La balcanización de las mentes conduce, irremediablemente, a la destrucción de la concordia, ese fruto inexistente en nuestra vida política. Las vísperas del 21D, que debería ser un día normal, han estado marcadas por intensos tambores de guerra. Procedentes en primer lugar de los independentistas batasunos, encerrados en una espiral demencial que terminará devorando al propio movimiento separatista. Y avivadas en segundo término por Torra y Cía con la generosa gasolina del delirio tribal y el ayuno victimista.
Cabría preguntarse si existen diferencias entre ambas orillas o son básicamente la misma. La apariencia dice que se trata de hermanos siameses, unidos a la manera vasca: unos agitan el árbol; otros recogen las nueces. Pero también hay quien piensa que en realidad se trata de otro fenómeno distinto: las llamadas bases podrían haber desbordado definitivamente los diques (permeables) con los que sus intermediarios sustentaban su poder de embajadores de la causa, independizándose de los independentistas oficiales. Toda una paradoja.
Como cualquier movimiento dogmático, el nacionalismo designa a sus mártires e inventa sus provocaciones. En este caso un hecho tan vulgar como que el Gobierno de España vaya a reunirse en Barcelona. Se trata, obviamente, de una batalla simbólica. Por eso es extraordinariamente peligrosa: puede terminar incendiando las calles, que es lo que desean algunos napoleoncitos desde su dorado exilio. Están jugando con fuego. Y pueden quemarnos a todos.

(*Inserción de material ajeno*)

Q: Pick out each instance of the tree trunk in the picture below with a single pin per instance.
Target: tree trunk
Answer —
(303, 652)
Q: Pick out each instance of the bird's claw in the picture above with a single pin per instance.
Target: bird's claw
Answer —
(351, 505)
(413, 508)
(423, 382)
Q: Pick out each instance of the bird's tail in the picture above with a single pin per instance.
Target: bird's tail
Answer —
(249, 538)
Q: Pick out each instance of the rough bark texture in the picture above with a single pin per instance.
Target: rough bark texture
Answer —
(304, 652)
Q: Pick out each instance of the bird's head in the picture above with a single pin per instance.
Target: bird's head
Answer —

Torra, tras proponer una vía violenta –la eslovena– para consumar la independencia que su patrón no se atrevió a aplicar en su día, intenta travestir la cita de Barcelona como un encuentro bilateral. Moncloa, posiblemente deseando decir sí, ha terminado enunciando un no ambiguo. Los equilibrios, tras el intenso terremoto político en Andalucía, son gestos huérfanos. Las apelaciones al diálogo deben considerarse expresiones hueras. Sencillamente no es posible hablar de nada con quienes creen que el fin justifica todos los medios.
El Gobierno puede encontrarse el 21D cercado en la Llotja de Mar por una horda de banderas amarillas dispuestas a tomar esa plaza como propia, en un ensayo de república popular más norcoreana que catalana. Si ocurriese, se repetirán las escenas de violencia del referéndum-pantomima; si hay heridos, crecerá la lista de héroes; y si se producen detenidos muchos volverán a hablar con satisfacción de represión. Nihil novum sub sole. Cualquier desgracia les sirve para mantener una tensión interesada que no va a solucionar ni uno solo de los verdaderos problemas de los ciudadanos.
Nadie concreta qué hay que negociar. En realidad, ni hay asunto ni voluntad. Tampoco existe realmente alguien con quien hacerlo. Si los líderes independentistas han perdido de verdad el control de sus huestes, esto significa que no existe un interlocutor válido al otro lado de la mesa. Salvo que se pretenda negociar con una horda encendida, dando por buena la tesis de la ANC de que una algarada callejera es equivalente a un parlamento.
Son razones más que suficientes para dejar de hacer el tonto, como Zapatero, ese prodigio político que ahora reaparece –igual que Aznar– para defender doctrinas que en su día no se aplicaron a sí mismos. El problema no es hablar. Se trata de otra cosa: Cataluña está atrapada entre el totalitarismo de sus libertadores y la ingenuidad de un PSOE que intenta sostener –en el vacío– un diálogo inviable no por voluntad, sino por los hechos, que muestran cómo la mano tendida no encuentra sino el desprecio supremacista de los que quieren mantenerse en la cima del tsunami que ellos mismos han provocado.
Un terremoto marino no distingue nunca a sus víctimas. Mata por igual: a ricos y a pobres, a personas y a animales. Del 21D no va a salir una república eslovena en el Noreste de las Españas. Lo que emergerá, de nuevo, es una Cataluña maltratada por quienes aseguran ser sus salvadores.